\u3000\u3 Guangdong Shaoneng Group Co.Ltd(000601) 567 Ningbo Sanxing Medical Electric Co.Ltd(601567) )
On April 25, 2022, the company released the annual report of 2021 and the first quarterly report of 2022. In 2021, the operating revenue was 7.023 billion yuan, a year-on-year decrease of 0.98%, the net profit attributable to the parent was 690 million yuan, a year-on-year decrease of 27.83%, and the net profit not attributable to the parent was 519 million yuan, a year-on-year decrease of 25.86%.
In the single quarter of Q1 in 2022, the operating revenue was 1.982 billion yuan, a year-on-year increase of 42.77%, and the net profit attributable to the parent was 164 million yuan, a year-on-year decrease of 3.23%, deducting 202 million yuan of non attributable net profit, a year-on-year increase of 40.63%.
In 2021, the power business was under short-term pressure, and the business trend was good in 2022q1.
In 2021, the revenue of intelligent power distribution business was 5.383 billion yuan, with a year-on-year increase of 1.39% and a gross profit margin of 24.06% (a decrease of 5.28 percentage points), mainly due to the tight supply of chips, bulk and other raw materials and rising prices in 2021. In 2021, the revenue of the medical service sector was 1.370 billion yuan, a year-on-year decrease of 0.93%, and the gross profit margin was 20.74%, of which the profit of Ningbo Mingzhou hospital was about 866198 million yuan, the non net profit of Hangzhou Mingzhou Kangfu was 387595 million yuan, and the non net profit of Nanchang Mingzhou Kangfu was 9.8844 million yuan. The income from financial leasing business was 158 million yuan, a year-on-year decrease of 47.85%, mainly because the company took the initiative to reduce the scale. In 2022q1, there were sufficient orders on hand in the intelligent power distribution and consumption sector, with a year-on-year increase of 53%, and the revenue of the medical service sector increased by 26%.
Smart power distribution business has sufficient orders in hand and seizes the dual development opportunities of China and abroad.
In 2021, the company’s orders on hand totaled 6.707 billion yuan, a year-on-year increase of 26.58%, of which China’s orders on hand totaled 4.553 billion yuan, a year-on-year increase of 21.32%; Overseas orders on hand totaled 2.154 billion yuan, a year-on-year increase of 39.60%. According to the power equity incentive, the deduction of non net profit from the performance assessment target of intelligent power distribution and utilization in 20222024 shall not be less than 591 / 772 / 1 billion yuan.
The expansion of rehabilitation M & a continued to expand and further expand its leading edge.
In 2021q1, the revenue of medical services sector increased by 26% year-on-year, and the M & A and expansion of rehabilitation hospitals continued to advance. In 2021, the company completed the acquisition of 84% equity of Hangzhou Mingzhou Naokang rehabilitation hospital and 85% equity of Nanchang Mingzhou rehabilitation hospital. On April 22, 2022, the extraordinary general meeting of shareholders approved the 100% equity of five rehabilitation hospitals including Nanjing Mingzhou rehabilitation hospital, and the merger and expansion continued.

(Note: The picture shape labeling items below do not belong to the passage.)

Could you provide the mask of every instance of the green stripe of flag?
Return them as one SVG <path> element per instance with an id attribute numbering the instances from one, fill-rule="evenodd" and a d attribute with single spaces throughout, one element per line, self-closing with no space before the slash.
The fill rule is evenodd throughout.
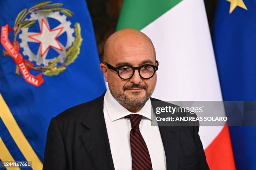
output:
<path id="1" fill-rule="evenodd" d="M 181 1 L 124 0 L 116 30 L 128 28 L 141 30 Z"/>

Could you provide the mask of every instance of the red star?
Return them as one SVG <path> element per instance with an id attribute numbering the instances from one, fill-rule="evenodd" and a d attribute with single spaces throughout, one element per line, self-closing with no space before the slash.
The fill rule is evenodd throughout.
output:
<path id="1" fill-rule="evenodd" d="M 44 18 L 42 18 L 41 32 L 28 35 L 30 38 L 40 43 L 41 57 L 51 47 L 61 51 L 63 50 L 57 38 L 61 33 L 64 27 L 51 30 Z"/>

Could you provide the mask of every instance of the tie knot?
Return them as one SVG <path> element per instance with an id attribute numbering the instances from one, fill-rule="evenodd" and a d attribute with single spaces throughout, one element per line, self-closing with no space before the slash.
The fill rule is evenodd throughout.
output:
<path id="1" fill-rule="evenodd" d="M 137 114 L 133 114 L 127 115 L 125 118 L 130 119 L 132 128 L 138 127 L 140 125 L 142 116 Z"/>

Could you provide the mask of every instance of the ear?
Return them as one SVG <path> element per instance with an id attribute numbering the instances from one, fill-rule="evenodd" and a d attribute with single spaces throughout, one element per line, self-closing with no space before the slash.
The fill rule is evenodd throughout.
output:
<path id="1" fill-rule="evenodd" d="M 105 81 L 108 82 L 108 67 L 103 63 L 100 63 L 100 68 L 101 71 L 102 71 L 102 72 L 105 78 Z"/>

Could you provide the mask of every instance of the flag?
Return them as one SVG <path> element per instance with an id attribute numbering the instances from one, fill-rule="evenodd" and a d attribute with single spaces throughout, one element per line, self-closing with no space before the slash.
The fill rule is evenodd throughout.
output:
<path id="1" fill-rule="evenodd" d="M 0 2 L 0 160 L 42 169 L 53 117 L 105 90 L 84 0 Z"/>
<path id="2" fill-rule="evenodd" d="M 255 1 L 219 1 L 213 43 L 225 100 L 256 100 L 256 7 Z M 246 119 L 254 125 L 255 113 Z M 237 169 L 256 169 L 256 127 L 230 126 L 229 130 Z"/>
<path id="3" fill-rule="evenodd" d="M 145 33 L 156 48 L 154 97 L 222 100 L 203 0 L 125 0 L 117 30 L 126 28 Z M 227 126 L 201 126 L 199 134 L 210 169 L 235 170 Z"/>

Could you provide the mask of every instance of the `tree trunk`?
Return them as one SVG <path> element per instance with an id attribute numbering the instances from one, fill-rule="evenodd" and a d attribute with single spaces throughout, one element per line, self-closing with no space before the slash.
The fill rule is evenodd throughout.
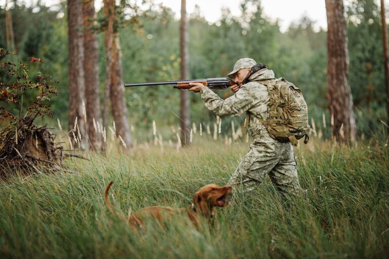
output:
<path id="1" fill-rule="evenodd" d="M 383 0 L 381 0 L 381 22 L 382 28 L 382 45 L 383 45 L 383 66 L 385 71 L 385 88 L 386 90 L 387 124 L 389 125 L 389 67 L 387 64 L 387 36 L 386 23 L 385 19 L 385 6 Z M 389 128 L 387 128 L 389 133 Z"/>
<path id="2" fill-rule="evenodd" d="M 105 40 L 106 46 L 107 47 L 107 75 L 109 79 L 109 99 L 116 128 L 116 136 L 120 139 L 119 143 L 122 146 L 129 148 L 132 144 L 132 141 L 130 135 L 127 107 L 124 98 L 124 82 L 120 60 L 119 34 L 118 28 L 113 27 L 113 23 L 115 19 L 114 12 L 115 2 L 112 0 L 105 0 L 104 5 L 106 3 L 108 13 L 108 28 L 106 31 Z"/>
<path id="3" fill-rule="evenodd" d="M 74 132 L 80 140 L 80 148 L 87 148 L 85 118 L 82 103 L 85 95 L 84 67 L 84 38 L 79 28 L 82 28 L 83 17 L 81 2 L 78 0 L 67 1 L 68 33 L 69 40 L 69 128 L 77 128 Z M 72 134 L 70 135 L 73 137 Z M 81 139 L 80 136 L 81 136 Z M 74 141 L 75 144 L 75 141 Z M 76 146 L 74 145 L 74 146 Z"/>
<path id="4" fill-rule="evenodd" d="M 180 26 L 180 49 L 181 56 L 181 78 L 188 79 L 189 54 L 188 41 L 189 34 L 187 29 L 186 19 L 186 0 L 181 1 L 181 24 Z M 189 116 L 189 98 L 187 90 L 181 90 L 180 93 L 181 111 L 181 138 L 184 146 L 189 144 L 189 125 L 190 121 Z"/>
<path id="5" fill-rule="evenodd" d="M 105 85 L 104 87 L 104 99 L 103 100 L 103 127 L 108 128 L 109 116 L 109 88 L 110 83 L 110 67 L 112 63 L 112 35 L 113 33 L 114 16 L 110 13 L 114 10 L 114 2 L 112 0 L 104 0 L 103 13 L 107 20 L 107 27 L 104 29 L 104 44 L 105 45 Z M 105 150 L 105 145 L 103 145 Z"/>
<path id="6" fill-rule="evenodd" d="M 355 119 L 348 84 L 348 53 L 342 0 L 326 0 L 328 26 L 328 104 L 333 117 L 332 135 L 338 142 L 353 142 Z"/>
<path id="7" fill-rule="evenodd" d="M 6 41 L 8 51 L 17 52 L 15 44 L 15 34 L 14 34 L 14 26 L 12 25 L 12 16 L 8 10 L 7 6 L 8 2 L 6 1 Z"/>
<path id="8" fill-rule="evenodd" d="M 91 149 L 101 148 L 101 135 L 99 134 L 96 121 L 100 122 L 100 107 L 99 94 L 99 71 L 97 59 L 97 39 L 91 27 L 96 23 L 94 1 L 85 0 L 83 2 L 84 22 L 84 46 L 85 72 L 85 94 L 87 99 L 87 125 Z"/>

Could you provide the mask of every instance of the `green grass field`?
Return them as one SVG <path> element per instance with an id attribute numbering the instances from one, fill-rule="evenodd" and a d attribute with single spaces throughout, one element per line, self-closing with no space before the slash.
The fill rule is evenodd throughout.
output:
<path id="1" fill-rule="evenodd" d="M 208 144 L 206 144 L 208 143 Z M 301 145 L 301 144 L 300 144 Z M 224 185 L 246 143 L 210 141 L 190 148 L 138 145 L 91 161 L 79 175 L 17 176 L 0 186 L 0 258 L 380 258 L 389 252 L 389 149 L 380 141 L 339 147 L 311 141 L 295 150 L 302 187 L 287 201 L 268 178 L 217 208 L 200 230 L 183 220 L 139 234 L 108 211 L 187 206 L 209 183 Z"/>

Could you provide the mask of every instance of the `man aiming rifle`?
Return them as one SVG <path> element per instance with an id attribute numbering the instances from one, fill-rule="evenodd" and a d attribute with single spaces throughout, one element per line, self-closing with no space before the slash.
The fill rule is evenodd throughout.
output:
<path id="1" fill-rule="evenodd" d="M 230 87 L 234 95 L 225 100 L 221 99 L 201 82 L 189 83 L 192 87 L 188 91 L 200 93 L 205 106 L 220 117 L 240 116 L 246 112 L 245 132 L 249 124 L 253 141 L 250 145 L 249 152 L 238 165 L 228 184 L 242 185 L 244 191 L 252 191 L 268 175 L 281 193 L 298 192 L 300 184 L 292 144 L 297 145 L 297 139 L 303 136 L 307 137 L 305 131 L 308 128 L 306 104 L 303 99 L 300 102 L 302 95 L 298 95 L 301 92 L 298 92 L 298 89 L 283 78 L 276 79 L 274 73 L 266 65 L 257 64 L 250 58 L 237 61 L 228 76 L 235 81 L 235 83 Z M 293 104 L 297 109 L 286 112 L 282 111 L 285 110 L 279 110 L 290 103 L 278 101 L 278 97 L 275 99 L 275 96 L 282 94 L 273 90 L 275 89 L 275 85 L 278 85 L 280 90 L 284 89 L 281 92 L 285 97 L 287 95 L 290 103 L 299 102 L 297 106 Z M 294 92 L 290 92 L 290 89 Z M 289 96 L 289 94 L 295 95 L 295 92 L 297 96 Z M 278 95 L 275 94 L 276 93 Z M 275 106 L 274 100 L 280 107 Z M 274 109 L 269 110 L 269 107 L 273 106 Z M 276 119 L 269 121 L 271 116 Z M 292 134 L 289 130 L 285 130 L 285 127 L 281 129 L 284 126 L 281 121 L 285 124 L 287 122 L 292 123 L 292 127 L 289 127 Z M 307 139 L 304 142 L 306 141 Z"/>

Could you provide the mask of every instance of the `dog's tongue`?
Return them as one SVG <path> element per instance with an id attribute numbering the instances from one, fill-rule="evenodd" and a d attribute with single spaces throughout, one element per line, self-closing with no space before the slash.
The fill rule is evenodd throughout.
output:
<path id="1" fill-rule="evenodd" d="M 224 201 L 223 201 L 223 200 L 219 200 L 218 201 L 217 201 L 217 205 L 218 205 L 219 206 L 223 206 L 223 205 L 224 205 Z"/>

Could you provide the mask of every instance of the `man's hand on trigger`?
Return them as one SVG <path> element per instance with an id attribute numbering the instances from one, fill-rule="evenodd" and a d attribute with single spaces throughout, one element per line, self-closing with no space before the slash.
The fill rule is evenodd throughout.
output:
<path id="1" fill-rule="evenodd" d="M 239 90 L 239 88 L 241 87 L 241 84 L 239 83 L 237 83 L 234 85 L 231 85 L 231 91 L 234 93 L 234 94 L 238 92 L 238 90 Z"/>
<path id="2" fill-rule="evenodd" d="M 188 91 L 193 91 L 194 93 L 199 93 L 201 89 L 204 87 L 204 85 L 201 83 L 189 83 L 189 85 L 192 87 L 188 89 Z"/>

According to the equity incentive assessment objectives, the listed company will add 10 hospitals every year in the next 22-24 years, and is expected to reach 35 by 2024, further expanding its leading edge.
Profit forecast and investment rating
Taking into account the company’s reduction in the scale of financial leasing business, we reduced the company’s operating revenue from 2022 to 2024 to RMB 8814 / 111.92/14.149 billion (the previous value was RMB 9692 / 11.098 billion in 22-23 years), with a year-on-year increase of 25.50% / 26.98% / 26.43%. Without considering the impact of equity incentive expenses, it is estimated that the net profit deducted from non parent company is RMB 932 / 12.09/1.533 billion (the previous value was RMB 960 / 1.171 billion in 22-23 years). The intelligent power distribution business has sufficient orders in hand, which lays the cornerstone of performance. The M & A expansion of rehabilitation continues to advance, and the chain rehabilitation has great potential to maintain the “buy” rating of the company.
Risk tips: the risk of repeated covid-19 epidemic, the risk of less than expected policy implementation, the risk of fluctuations in the performance of intelligent power distribution, the risk of less than expected performance of medical services, and the risk of less than expected M & A.